A saída do clube português pode acontecer rapidamente. Benfica aceita uma venda definitiva ou até um empréstimo com opção ou obrigação de compra, enquanto quatro clubes aparecem na disputa: Beşiktaş, Al-Ittihad, Hull City e Roma.
Qual é o melhor destino para Richard Ríos?
Entre as opções disponíveis, a Roma parece o caminho mais interessante esportivamente. O clube italiano oferece a possibilidade de permanecer em uma das principais ligas da Europa, além de um cenário que pode ajudar Ríos a recuperar protagonismo e manter sua valorização.
O Beşiktaş, por outro lado, aparece como a alternativa mais concreta neste momento. Existe entendimento com o jogador, mas ainda falta um acordo com o Benfica. A possibilidade de atuar com mais frequência também pesa a favor dos turcos.
O que pesa contra uma ida para a Arábia Saudita?

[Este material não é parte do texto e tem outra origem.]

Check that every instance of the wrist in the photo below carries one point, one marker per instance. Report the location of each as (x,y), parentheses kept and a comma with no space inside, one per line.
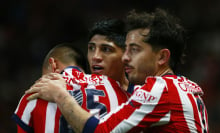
(61,96)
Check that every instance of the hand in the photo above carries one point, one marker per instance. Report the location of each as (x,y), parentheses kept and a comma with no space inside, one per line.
(49,87)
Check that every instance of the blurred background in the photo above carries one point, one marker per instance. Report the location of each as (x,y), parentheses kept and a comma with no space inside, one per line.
(29,28)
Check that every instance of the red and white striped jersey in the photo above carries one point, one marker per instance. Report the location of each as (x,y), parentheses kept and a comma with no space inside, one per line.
(97,94)
(164,104)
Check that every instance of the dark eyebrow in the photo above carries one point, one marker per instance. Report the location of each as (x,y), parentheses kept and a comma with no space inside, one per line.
(133,44)
(91,43)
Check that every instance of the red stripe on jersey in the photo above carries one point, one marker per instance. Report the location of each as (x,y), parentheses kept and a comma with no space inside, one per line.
(118,117)
(39,116)
(149,84)
(176,108)
(206,117)
(57,121)
(23,103)
(121,95)
(195,112)
(160,110)
(104,100)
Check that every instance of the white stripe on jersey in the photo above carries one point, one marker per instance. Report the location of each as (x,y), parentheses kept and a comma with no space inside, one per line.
(187,107)
(140,113)
(111,93)
(50,117)
(28,110)
(163,120)
(16,111)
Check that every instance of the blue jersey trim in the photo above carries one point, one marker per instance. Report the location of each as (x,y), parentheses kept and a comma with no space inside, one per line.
(24,126)
(90,125)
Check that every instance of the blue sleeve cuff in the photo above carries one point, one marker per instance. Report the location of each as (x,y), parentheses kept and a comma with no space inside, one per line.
(90,125)
(25,127)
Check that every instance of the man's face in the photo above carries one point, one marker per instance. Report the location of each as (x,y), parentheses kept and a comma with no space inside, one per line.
(105,57)
(139,59)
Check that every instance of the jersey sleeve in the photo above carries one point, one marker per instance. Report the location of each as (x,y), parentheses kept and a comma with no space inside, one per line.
(22,115)
(146,107)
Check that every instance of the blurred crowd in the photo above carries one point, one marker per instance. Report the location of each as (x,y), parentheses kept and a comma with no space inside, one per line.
(28,29)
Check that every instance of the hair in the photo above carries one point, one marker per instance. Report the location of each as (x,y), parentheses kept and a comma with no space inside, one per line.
(165,32)
(67,54)
(113,29)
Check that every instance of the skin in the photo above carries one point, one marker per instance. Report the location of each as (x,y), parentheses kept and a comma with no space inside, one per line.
(104,58)
(141,60)
(52,87)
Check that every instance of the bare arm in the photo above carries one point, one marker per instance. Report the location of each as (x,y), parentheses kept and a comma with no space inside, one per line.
(53,88)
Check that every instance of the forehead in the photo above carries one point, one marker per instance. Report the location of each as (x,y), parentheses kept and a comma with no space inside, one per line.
(136,36)
(101,40)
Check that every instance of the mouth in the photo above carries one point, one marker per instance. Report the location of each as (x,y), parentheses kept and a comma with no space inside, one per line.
(97,69)
(128,69)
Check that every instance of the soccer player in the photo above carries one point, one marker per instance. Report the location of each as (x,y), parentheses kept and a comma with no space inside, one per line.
(42,116)
(97,94)
(165,103)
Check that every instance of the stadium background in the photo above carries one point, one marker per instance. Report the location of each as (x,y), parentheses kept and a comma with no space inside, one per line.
(28,29)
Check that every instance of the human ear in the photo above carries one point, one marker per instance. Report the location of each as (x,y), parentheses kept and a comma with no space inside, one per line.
(164,56)
(53,64)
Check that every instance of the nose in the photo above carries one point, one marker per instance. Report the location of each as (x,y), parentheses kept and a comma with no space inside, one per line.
(97,56)
(126,57)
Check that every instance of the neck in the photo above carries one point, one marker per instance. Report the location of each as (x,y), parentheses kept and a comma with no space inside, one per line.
(123,82)
(164,71)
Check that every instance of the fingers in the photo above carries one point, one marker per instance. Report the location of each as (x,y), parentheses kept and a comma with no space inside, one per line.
(33,96)
(34,89)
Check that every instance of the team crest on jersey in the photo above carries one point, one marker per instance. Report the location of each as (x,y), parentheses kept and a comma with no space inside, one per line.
(143,96)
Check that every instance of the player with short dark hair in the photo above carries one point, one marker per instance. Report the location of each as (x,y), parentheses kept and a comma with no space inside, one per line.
(96,93)
(165,103)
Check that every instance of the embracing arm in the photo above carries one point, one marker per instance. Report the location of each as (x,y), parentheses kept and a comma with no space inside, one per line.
(53,88)
(74,114)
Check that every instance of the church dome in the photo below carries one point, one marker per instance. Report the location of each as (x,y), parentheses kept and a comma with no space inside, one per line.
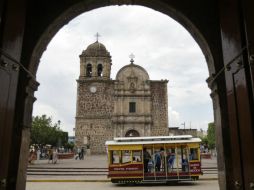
(132,70)
(96,49)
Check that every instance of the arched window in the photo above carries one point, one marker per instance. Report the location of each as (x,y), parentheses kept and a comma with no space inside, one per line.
(132,133)
(89,70)
(99,70)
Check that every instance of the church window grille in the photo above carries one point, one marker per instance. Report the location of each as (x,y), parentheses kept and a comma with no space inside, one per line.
(89,70)
(132,107)
(99,70)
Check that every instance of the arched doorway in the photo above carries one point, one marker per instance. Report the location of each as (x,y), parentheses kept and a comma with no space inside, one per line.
(224,43)
(132,133)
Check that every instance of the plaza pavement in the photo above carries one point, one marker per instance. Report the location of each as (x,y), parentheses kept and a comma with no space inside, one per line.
(95,161)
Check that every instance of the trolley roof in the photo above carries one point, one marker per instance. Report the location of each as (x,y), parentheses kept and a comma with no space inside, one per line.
(153,140)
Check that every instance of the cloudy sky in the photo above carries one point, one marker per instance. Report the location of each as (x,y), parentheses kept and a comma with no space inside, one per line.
(160,45)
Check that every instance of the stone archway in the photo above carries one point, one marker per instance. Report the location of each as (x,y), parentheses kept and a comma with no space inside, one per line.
(132,133)
(223,29)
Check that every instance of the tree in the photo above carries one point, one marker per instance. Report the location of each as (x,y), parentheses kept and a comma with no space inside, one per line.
(211,135)
(44,132)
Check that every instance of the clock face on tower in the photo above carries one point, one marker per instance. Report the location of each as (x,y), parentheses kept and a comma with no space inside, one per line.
(93,89)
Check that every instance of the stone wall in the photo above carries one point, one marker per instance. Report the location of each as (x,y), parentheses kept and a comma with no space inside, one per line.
(94,111)
(95,104)
(159,108)
(97,131)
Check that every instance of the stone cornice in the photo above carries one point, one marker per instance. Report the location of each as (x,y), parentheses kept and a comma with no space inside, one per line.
(95,80)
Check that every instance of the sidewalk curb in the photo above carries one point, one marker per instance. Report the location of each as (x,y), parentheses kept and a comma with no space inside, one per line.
(67,180)
(88,180)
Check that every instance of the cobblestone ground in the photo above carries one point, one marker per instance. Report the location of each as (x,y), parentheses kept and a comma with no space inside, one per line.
(95,161)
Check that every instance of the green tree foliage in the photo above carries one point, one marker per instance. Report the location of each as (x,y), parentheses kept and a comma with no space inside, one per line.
(211,135)
(45,132)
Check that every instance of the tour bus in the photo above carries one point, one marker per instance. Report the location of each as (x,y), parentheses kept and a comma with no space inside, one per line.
(153,159)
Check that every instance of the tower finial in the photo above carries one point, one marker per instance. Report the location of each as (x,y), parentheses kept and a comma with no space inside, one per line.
(97,35)
(132,56)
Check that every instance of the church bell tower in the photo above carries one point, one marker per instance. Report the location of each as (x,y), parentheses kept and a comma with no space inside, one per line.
(94,98)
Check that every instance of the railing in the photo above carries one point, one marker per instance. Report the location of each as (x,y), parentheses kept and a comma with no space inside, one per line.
(47,171)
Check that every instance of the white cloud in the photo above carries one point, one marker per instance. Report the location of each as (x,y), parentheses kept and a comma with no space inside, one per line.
(161,45)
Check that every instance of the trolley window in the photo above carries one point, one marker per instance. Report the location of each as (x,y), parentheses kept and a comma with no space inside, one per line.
(126,156)
(136,156)
(116,155)
(193,153)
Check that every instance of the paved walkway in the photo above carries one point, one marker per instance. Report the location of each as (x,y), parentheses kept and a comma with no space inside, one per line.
(198,185)
(95,161)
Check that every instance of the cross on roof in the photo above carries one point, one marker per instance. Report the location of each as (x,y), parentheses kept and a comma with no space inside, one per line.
(97,35)
(132,56)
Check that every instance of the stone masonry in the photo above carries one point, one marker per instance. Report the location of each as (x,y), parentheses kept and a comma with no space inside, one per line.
(130,105)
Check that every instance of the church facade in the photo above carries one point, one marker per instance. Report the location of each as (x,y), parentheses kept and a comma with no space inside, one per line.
(130,105)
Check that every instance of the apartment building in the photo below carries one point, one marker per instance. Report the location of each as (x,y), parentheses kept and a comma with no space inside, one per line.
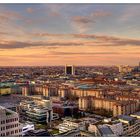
(9,123)
(117,107)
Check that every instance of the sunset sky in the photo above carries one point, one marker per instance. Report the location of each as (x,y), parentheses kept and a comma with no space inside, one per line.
(79,34)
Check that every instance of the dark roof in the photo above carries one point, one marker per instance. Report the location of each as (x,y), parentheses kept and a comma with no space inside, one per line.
(38,133)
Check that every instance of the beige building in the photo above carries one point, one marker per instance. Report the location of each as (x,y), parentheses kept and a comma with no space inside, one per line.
(5,90)
(87,92)
(117,107)
(9,123)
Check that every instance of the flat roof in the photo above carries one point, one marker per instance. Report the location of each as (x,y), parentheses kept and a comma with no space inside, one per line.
(126,118)
(105,130)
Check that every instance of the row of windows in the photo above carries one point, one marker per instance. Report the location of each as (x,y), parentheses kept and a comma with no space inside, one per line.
(9,120)
(8,127)
(11,133)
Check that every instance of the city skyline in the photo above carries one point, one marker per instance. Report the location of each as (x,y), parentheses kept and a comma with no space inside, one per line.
(78,34)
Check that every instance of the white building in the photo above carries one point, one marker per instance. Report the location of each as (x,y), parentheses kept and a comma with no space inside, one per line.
(131,125)
(71,124)
(27,127)
(9,123)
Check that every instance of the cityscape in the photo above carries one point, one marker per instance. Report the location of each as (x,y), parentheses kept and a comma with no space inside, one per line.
(69,70)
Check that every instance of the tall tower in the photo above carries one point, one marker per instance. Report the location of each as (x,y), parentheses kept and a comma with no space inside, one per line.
(69,70)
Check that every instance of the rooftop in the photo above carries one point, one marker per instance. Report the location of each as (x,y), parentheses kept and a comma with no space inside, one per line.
(105,130)
(126,118)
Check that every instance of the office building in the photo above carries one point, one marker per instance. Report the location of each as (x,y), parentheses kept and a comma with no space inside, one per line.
(69,70)
(9,123)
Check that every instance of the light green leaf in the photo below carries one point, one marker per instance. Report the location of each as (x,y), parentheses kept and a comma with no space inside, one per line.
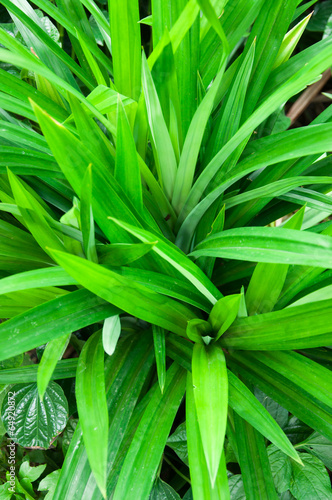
(127,171)
(224,313)
(163,491)
(178,442)
(63,370)
(319,446)
(111,333)
(160,354)
(126,46)
(298,327)
(92,407)
(150,438)
(31,473)
(290,42)
(210,386)
(266,244)
(49,483)
(268,279)
(163,149)
(254,463)
(311,481)
(123,292)
(52,320)
(52,353)
(178,260)
(37,423)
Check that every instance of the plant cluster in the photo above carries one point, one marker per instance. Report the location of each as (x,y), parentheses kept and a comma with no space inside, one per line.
(165,251)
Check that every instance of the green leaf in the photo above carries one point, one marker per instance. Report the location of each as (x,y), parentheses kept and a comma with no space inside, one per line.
(319,446)
(240,397)
(92,407)
(290,42)
(311,481)
(31,473)
(111,333)
(192,144)
(86,218)
(254,463)
(298,327)
(268,279)
(126,46)
(281,468)
(150,438)
(124,293)
(211,400)
(291,87)
(160,354)
(267,244)
(163,491)
(178,442)
(236,487)
(307,374)
(37,423)
(64,369)
(52,320)
(199,330)
(125,373)
(127,171)
(224,313)
(246,405)
(163,149)
(199,473)
(309,409)
(52,353)
(177,259)
(121,254)
(276,411)
(49,483)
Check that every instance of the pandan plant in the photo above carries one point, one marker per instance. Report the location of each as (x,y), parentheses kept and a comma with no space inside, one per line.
(167,230)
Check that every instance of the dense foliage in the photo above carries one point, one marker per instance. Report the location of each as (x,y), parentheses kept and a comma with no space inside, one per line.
(165,252)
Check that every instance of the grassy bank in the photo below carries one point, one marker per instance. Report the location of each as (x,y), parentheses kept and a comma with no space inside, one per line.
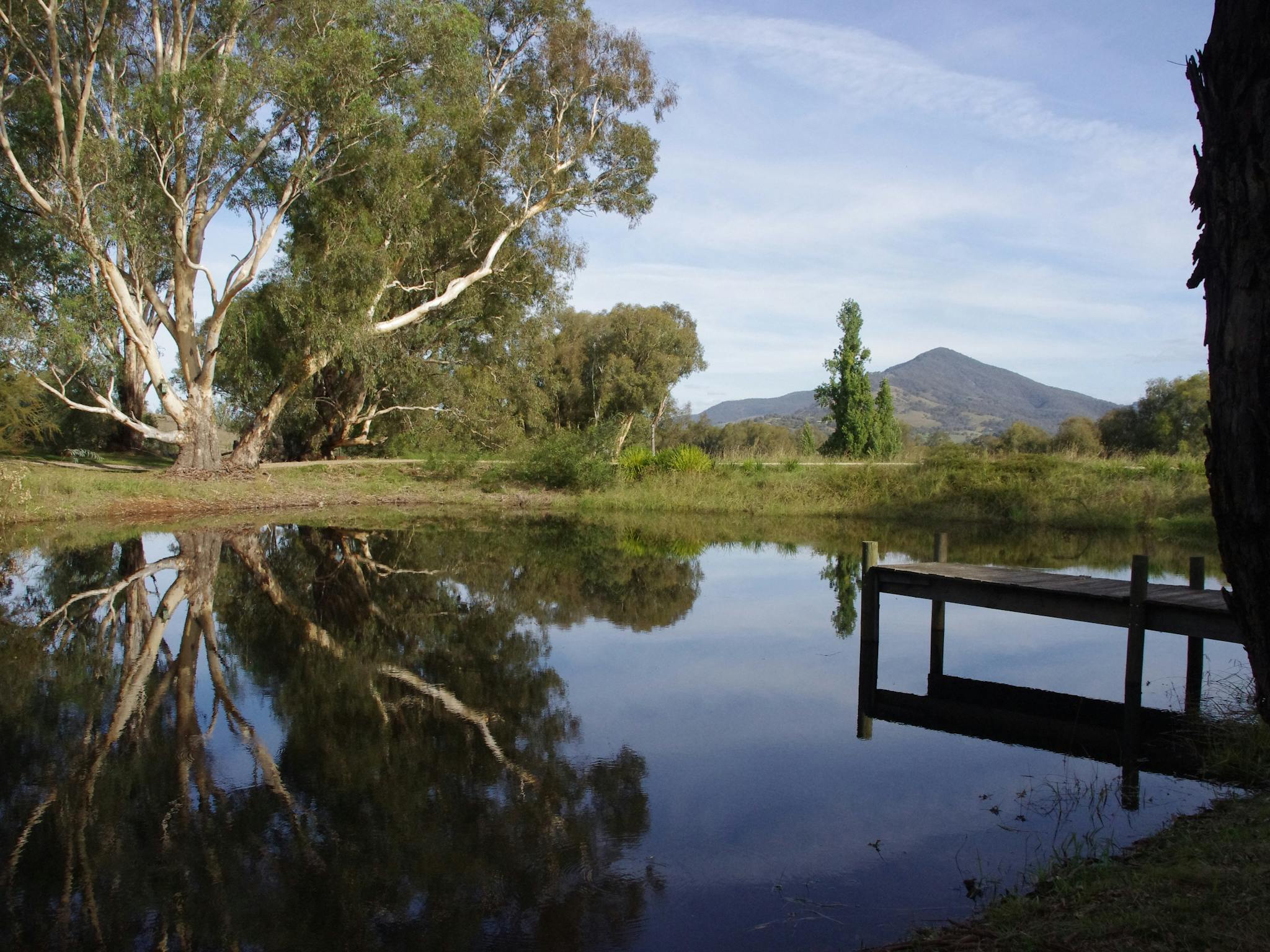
(1201,884)
(1166,496)
(946,488)
(42,493)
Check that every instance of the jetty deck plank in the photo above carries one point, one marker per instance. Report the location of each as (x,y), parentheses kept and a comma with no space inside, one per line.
(1169,609)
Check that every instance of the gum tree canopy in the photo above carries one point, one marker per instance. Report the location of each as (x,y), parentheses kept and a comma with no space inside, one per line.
(128,128)
(1231,83)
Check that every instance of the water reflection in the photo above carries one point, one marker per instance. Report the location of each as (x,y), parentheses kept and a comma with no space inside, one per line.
(420,787)
(315,736)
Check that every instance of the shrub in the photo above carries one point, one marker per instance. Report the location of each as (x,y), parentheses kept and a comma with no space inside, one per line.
(1078,436)
(686,459)
(564,461)
(634,462)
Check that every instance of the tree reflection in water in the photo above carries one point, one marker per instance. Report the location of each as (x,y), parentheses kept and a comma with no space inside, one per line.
(422,791)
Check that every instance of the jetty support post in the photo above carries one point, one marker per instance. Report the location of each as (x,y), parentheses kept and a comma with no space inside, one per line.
(1137,643)
(941,555)
(869,637)
(1196,646)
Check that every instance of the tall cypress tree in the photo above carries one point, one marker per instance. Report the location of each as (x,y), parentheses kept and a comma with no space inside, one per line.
(887,437)
(848,397)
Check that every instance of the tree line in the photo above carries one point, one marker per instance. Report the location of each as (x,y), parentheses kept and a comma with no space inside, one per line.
(1170,418)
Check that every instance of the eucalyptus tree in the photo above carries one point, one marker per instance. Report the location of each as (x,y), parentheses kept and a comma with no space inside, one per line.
(549,130)
(620,363)
(131,128)
(1231,86)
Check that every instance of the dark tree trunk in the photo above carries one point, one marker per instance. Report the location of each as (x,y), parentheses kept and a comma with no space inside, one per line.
(339,392)
(201,451)
(1231,83)
(253,441)
(133,399)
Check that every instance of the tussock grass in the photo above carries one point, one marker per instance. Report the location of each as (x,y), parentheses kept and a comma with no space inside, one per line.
(1201,884)
(32,493)
(949,487)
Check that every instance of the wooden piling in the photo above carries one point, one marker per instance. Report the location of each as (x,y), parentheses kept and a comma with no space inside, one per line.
(869,638)
(1137,643)
(1196,645)
(941,555)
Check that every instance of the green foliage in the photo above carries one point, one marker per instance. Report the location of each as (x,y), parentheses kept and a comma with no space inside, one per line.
(753,438)
(25,415)
(886,436)
(686,459)
(1078,436)
(1021,437)
(566,461)
(863,426)
(1170,418)
(619,362)
(848,395)
(634,462)
(807,439)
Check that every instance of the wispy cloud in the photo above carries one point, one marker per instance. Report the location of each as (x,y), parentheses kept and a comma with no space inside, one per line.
(810,162)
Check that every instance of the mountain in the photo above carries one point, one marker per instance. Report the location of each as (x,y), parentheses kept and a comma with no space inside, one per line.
(939,390)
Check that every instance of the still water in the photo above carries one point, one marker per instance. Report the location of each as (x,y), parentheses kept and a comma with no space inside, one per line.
(534,734)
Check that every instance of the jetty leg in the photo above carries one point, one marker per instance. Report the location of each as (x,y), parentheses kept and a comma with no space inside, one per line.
(941,555)
(869,630)
(1137,643)
(1196,646)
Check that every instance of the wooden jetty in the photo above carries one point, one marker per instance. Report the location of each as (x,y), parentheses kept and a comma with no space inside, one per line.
(1118,733)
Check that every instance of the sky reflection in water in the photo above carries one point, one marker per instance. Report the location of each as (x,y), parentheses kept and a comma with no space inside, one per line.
(538,735)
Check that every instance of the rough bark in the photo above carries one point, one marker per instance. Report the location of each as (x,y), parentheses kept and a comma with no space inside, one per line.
(201,450)
(251,444)
(623,432)
(133,399)
(1231,84)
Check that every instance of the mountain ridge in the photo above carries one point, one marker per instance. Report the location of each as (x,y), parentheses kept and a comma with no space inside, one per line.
(938,390)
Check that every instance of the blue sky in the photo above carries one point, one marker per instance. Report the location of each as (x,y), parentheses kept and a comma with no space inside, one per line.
(1008,179)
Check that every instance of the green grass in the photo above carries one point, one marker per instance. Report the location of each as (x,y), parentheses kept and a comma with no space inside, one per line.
(950,487)
(32,493)
(1201,884)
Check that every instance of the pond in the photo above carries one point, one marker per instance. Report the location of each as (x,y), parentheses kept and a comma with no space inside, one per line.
(495,733)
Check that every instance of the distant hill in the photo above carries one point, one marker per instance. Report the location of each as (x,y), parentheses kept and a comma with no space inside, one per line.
(939,390)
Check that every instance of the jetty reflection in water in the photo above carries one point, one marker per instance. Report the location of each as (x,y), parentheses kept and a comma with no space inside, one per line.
(521,734)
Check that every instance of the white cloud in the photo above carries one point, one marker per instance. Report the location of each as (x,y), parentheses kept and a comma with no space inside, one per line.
(810,162)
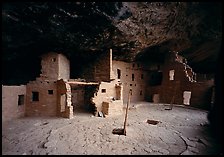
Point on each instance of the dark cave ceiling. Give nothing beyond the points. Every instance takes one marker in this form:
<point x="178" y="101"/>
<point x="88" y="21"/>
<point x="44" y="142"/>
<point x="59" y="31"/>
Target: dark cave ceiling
<point x="82" y="30"/>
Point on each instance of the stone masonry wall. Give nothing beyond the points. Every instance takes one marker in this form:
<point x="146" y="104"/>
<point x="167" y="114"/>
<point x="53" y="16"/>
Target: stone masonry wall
<point x="100" y="70"/>
<point x="47" y="104"/>
<point x="50" y="66"/>
<point x="171" y="91"/>
<point x="10" y="98"/>
<point x="105" y="93"/>
<point x="64" y="67"/>
<point x="127" y="71"/>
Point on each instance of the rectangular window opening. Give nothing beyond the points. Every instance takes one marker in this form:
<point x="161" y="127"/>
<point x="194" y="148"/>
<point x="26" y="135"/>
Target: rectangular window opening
<point x="171" y="74"/>
<point x="103" y="91"/>
<point x="133" y="77"/>
<point x="118" y="73"/>
<point x="50" y="92"/>
<point x="140" y="92"/>
<point x="35" y="96"/>
<point x="20" y="100"/>
<point x="133" y="65"/>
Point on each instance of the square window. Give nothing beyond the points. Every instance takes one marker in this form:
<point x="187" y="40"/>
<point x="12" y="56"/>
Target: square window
<point x="20" y="100"/>
<point x="50" y="92"/>
<point x="133" y="77"/>
<point x="35" y="96"/>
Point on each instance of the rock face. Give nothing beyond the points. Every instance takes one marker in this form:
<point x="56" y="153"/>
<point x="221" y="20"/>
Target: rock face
<point x="134" y="30"/>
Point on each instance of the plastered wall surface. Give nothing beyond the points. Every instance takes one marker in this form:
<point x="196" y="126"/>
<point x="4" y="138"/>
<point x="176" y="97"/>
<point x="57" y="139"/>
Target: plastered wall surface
<point x="64" y="67"/>
<point x="47" y="104"/>
<point x="105" y="93"/>
<point x="10" y="107"/>
<point x="55" y="66"/>
<point x="133" y="77"/>
<point x="184" y="79"/>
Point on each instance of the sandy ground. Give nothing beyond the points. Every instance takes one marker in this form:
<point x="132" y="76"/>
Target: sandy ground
<point x="179" y="131"/>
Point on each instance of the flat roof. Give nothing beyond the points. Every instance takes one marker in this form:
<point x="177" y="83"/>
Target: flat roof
<point x="82" y="83"/>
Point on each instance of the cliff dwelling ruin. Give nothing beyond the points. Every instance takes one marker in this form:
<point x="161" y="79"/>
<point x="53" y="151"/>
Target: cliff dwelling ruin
<point x="63" y="60"/>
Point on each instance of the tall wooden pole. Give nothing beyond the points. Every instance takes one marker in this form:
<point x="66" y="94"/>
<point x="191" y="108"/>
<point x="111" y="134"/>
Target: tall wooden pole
<point x="126" y="114"/>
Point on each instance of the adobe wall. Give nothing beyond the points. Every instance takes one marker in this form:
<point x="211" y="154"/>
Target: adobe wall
<point x="55" y="66"/>
<point x="100" y="70"/>
<point x="10" y="107"/>
<point x="78" y="92"/>
<point x="171" y="91"/>
<point x="47" y="104"/>
<point x="138" y="85"/>
<point x="101" y="95"/>
<point x="64" y="67"/>
<point x="50" y="66"/>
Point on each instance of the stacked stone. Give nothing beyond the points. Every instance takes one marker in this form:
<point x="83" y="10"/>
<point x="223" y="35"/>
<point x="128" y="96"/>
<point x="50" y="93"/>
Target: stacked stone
<point x="112" y="108"/>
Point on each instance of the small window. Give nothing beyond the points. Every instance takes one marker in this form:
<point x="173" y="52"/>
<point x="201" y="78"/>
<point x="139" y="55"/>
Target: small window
<point x="171" y="74"/>
<point x="131" y="91"/>
<point x="118" y="73"/>
<point x="140" y="92"/>
<point x="35" y="96"/>
<point x="20" y="100"/>
<point x="133" y="77"/>
<point x="50" y="92"/>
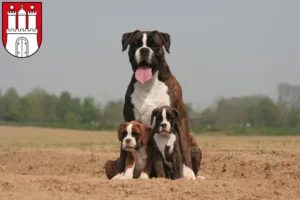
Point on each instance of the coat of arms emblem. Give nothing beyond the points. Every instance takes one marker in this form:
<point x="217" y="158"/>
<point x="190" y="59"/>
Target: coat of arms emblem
<point x="22" y="28"/>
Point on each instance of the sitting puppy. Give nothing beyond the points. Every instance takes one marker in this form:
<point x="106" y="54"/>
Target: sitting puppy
<point x="168" y="158"/>
<point x="134" y="137"/>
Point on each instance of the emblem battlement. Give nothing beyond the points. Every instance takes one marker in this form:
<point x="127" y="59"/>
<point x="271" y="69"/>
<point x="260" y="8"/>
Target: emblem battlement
<point x="11" y="13"/>
<point x="31" y="13"/>
<point x="19" y="31"/>
<point x="23" y="27"/>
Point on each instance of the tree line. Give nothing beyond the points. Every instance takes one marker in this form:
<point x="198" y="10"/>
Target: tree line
<point x="38" y="107"/>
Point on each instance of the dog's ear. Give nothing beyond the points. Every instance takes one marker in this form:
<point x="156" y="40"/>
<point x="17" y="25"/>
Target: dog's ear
<point x="178" y="117"/>
<point x="166" y="38"/>
<point x="121" y="129"/>
<point x="154" y="111"/>
<point x="127" y="39"/>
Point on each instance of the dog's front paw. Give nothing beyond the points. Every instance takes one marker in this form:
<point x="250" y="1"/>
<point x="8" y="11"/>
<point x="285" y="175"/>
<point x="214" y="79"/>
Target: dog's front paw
<point x="188" y="173"/>
<point x="118" y="176"/>
<point x="144" y="176"/>
<point x="126" y="176"/>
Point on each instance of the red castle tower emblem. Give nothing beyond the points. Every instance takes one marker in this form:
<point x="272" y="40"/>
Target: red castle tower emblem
<point x="22" y="28"/>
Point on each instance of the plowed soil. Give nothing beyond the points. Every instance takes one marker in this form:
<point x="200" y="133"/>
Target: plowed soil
<point x="42" y="164"/>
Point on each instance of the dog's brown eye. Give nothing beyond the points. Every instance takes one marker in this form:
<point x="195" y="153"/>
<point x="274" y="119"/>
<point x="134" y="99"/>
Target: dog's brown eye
<point x="135" y="134"/>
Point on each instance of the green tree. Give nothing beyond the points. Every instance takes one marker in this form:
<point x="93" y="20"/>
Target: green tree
<point x="10" y="105"/>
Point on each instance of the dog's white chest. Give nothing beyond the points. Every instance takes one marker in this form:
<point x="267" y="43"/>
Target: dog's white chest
<point x="147" y="97"/>
<point x="141" y="159"/>
<point x="163" y="141"/>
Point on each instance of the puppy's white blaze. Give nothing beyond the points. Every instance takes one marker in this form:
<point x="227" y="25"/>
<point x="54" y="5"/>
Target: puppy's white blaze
<point x="188" y="173"/>
<point x="153" y="122"/>
<point x="137" y="53"/>
<point x="162" y="141"/>
<point x="144" y="40"/>
<point x="129" y="136"/>
<point x="165" y="121"/>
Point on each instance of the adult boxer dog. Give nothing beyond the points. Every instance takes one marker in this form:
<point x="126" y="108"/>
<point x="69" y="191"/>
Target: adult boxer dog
<point x="153" y="85"/>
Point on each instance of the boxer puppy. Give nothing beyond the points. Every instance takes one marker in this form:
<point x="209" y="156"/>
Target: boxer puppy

O Al-Ittihad tem uma vantagem importante: já chegou a um acordo com o Benfica. O problema está justamente na decisão de Ríos. A proposta financeira é atrativa, mas uma mudança para a Arábia Saudita representaria uma escolha mais voltada ao aspecto econômico do que à manutenção do alto nível competitivo europeu.
O Hull City surge como uma opção menos interessante em termos de status. Embora possa oferecer minutos, a mudança para o futebol inglês de segunda divisão seria um passo abaixo na carreira. Já a Roma depende de outros movimentos no mercado para transformar o interesse em uma proposta concreta.
Ríos deixou o Palmeiras em julho de 2025, quando foi vendido ao Benfica por cerca de 27 milhões de euros. O clube português adquiriu a totalidade dos direitos econômicos do colombiano, e o Palmeiras não mantém percentual sobre uma futura transferência.
Aos 26 anos, o melhor para Ríos parece ser priorizar um projeto europeu que combine minutos, competitividade e espaço para valorização. Por isso, Roma seria o cenário ideal; Beşiktaş, o caminho mais provável. A Arábia Saudita pode ser financeiramente superior, mas, pensando na carreira, o futebol europeu ainda oferece mais a ele neste momento.